MN-3a is made up of 1.5 “zones,” each of which consists of 32 compute nodes (MN-Core Servers) tightly coupled by two MN-Core Direct Connect Switches.

Configuration of the MN-3a cluster:

  • 48 compute nodes (MN-Core Servers)
  • 4 Interconnect nodes (MN-Core Direct Connect Switches)
  • 5 100GbE Ethernet switches

Configuration of each MN-3a node:

MN-Core Server

MN-Core MN-Core Board x 4
CPU Intel Xeon 8260M two-way (48 physical cores)
Memory 384GB DDR4
Storage Class Memory 3TB Intel Optane DC Persistent Memory
Network MN-Core DirectConnect(112Gbps) x 2
Mellanox ConnectX-6(100GbE) x 2
On board(10GbE) x 2

MN-2

MN-2 is the first GPU cluster built and managed solely by PFN. Operating since July 2019, MN-2 adopts RoCEv2 (RDMA over Converged Ethernet) to interconnect and integrate GPU servers using standard Ethernet.

This made it possible to efficiently process high-speed communication between storage servers and collective communications for deep learning over the same network with low latency.

Specifications of the MN-2 cluster:

  • 128 GPU servers (compute nodes)
  • 32 CPU servers (compute nodes)
  • 24 storage servers
  • 18 100GBE Ethernet Switches

Specifications of each compute node on MN-2:

GPU server

GPU NVIDIA V100 SXM x 8
CPU Intel Xeon 6254 two-way (36 physical cores)
Memory 384GB DDR4
Network Mellanox ConnectX-4(100GbE) x 4
On board(10GbE) x 2

CPU server

CPU Intel Xeon 6254 two-way (36 physical cores)
Memory 384GB DDR4
Network Mellanox ConnectX-4(100GbE) x 2
On board(10GbE) x 2

MN-1, MN-1b

MN-1 is a GPU computer cluster that NTT Communications operates exclusively for PFN. The MN-1 cluster has two generations: MN-1 operating since September 2017 and MN-1b operating since July 2018.

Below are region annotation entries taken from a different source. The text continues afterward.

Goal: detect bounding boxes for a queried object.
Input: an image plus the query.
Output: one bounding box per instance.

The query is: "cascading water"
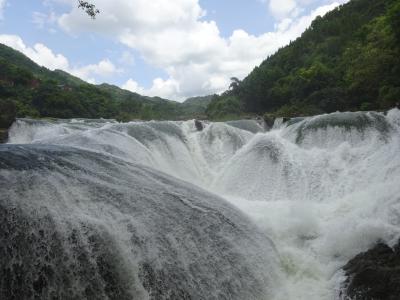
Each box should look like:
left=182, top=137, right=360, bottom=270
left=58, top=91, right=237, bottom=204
left=0, top=109, right=400, bottom=300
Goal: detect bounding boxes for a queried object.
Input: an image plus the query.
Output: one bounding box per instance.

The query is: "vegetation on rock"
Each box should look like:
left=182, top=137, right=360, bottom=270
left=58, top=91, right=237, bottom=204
left=207, top=0, right=400, bottom=118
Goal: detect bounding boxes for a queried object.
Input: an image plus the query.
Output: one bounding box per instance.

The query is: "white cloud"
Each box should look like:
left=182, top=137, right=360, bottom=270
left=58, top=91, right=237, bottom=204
left=32, top=10, right=58, bottom=33
left=0, top=0, right=7, bottom=20
left=119, top=51, right=135, bottom=66
left=121, top=78, right=145, bottom=94
left=268, top=0, right=298, bottom=19
left=58, top=0, right=346, bottom=100
left=0, top=34, right=122, bottom=83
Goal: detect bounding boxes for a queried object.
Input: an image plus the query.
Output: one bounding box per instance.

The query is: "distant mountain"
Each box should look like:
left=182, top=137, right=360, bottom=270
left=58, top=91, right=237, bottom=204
left=207, top=0, right=400, bottom=118
left=0, top=44, right=205, bottom=128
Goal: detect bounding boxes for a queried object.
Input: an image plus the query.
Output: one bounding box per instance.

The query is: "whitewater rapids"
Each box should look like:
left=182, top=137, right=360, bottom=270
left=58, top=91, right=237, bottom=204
left=0, top=109, right=400, bottom=300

The configuration of each MN-1 cluster is as follows:

  • MN-1
  • 128 GPU servers (NVIDIA P100 x 8, FDR 56Gbps InfiniBand × 2)
  • MN-1b
  • 64 GPU servers (NVIDIA V100 x 8, EDR 100Gbps InfiniBand × 2)

MN-1 milestones:

MN-1b milestones:

Computing Sites

  • NTT Communications Datacenter in Tokyo
    • MN-1, MN-1b
    • Operating under service contract
  • Simulator Building at Yokohama Institute for Earth Sciences, Japan Agency for Marine-Earth Science and Technology (JAMSTEC)
    • MN-2, MN-3
    • Independently operated by PFN on tenanted premises

Middleware

PFN’s computer clusters use Kubernetes, an OSS for managing containerised applications, as core technology. This, in combination with PFN’s own schedulers and front-end tools, provides a computing platform for efficient machine learning and deep learning research.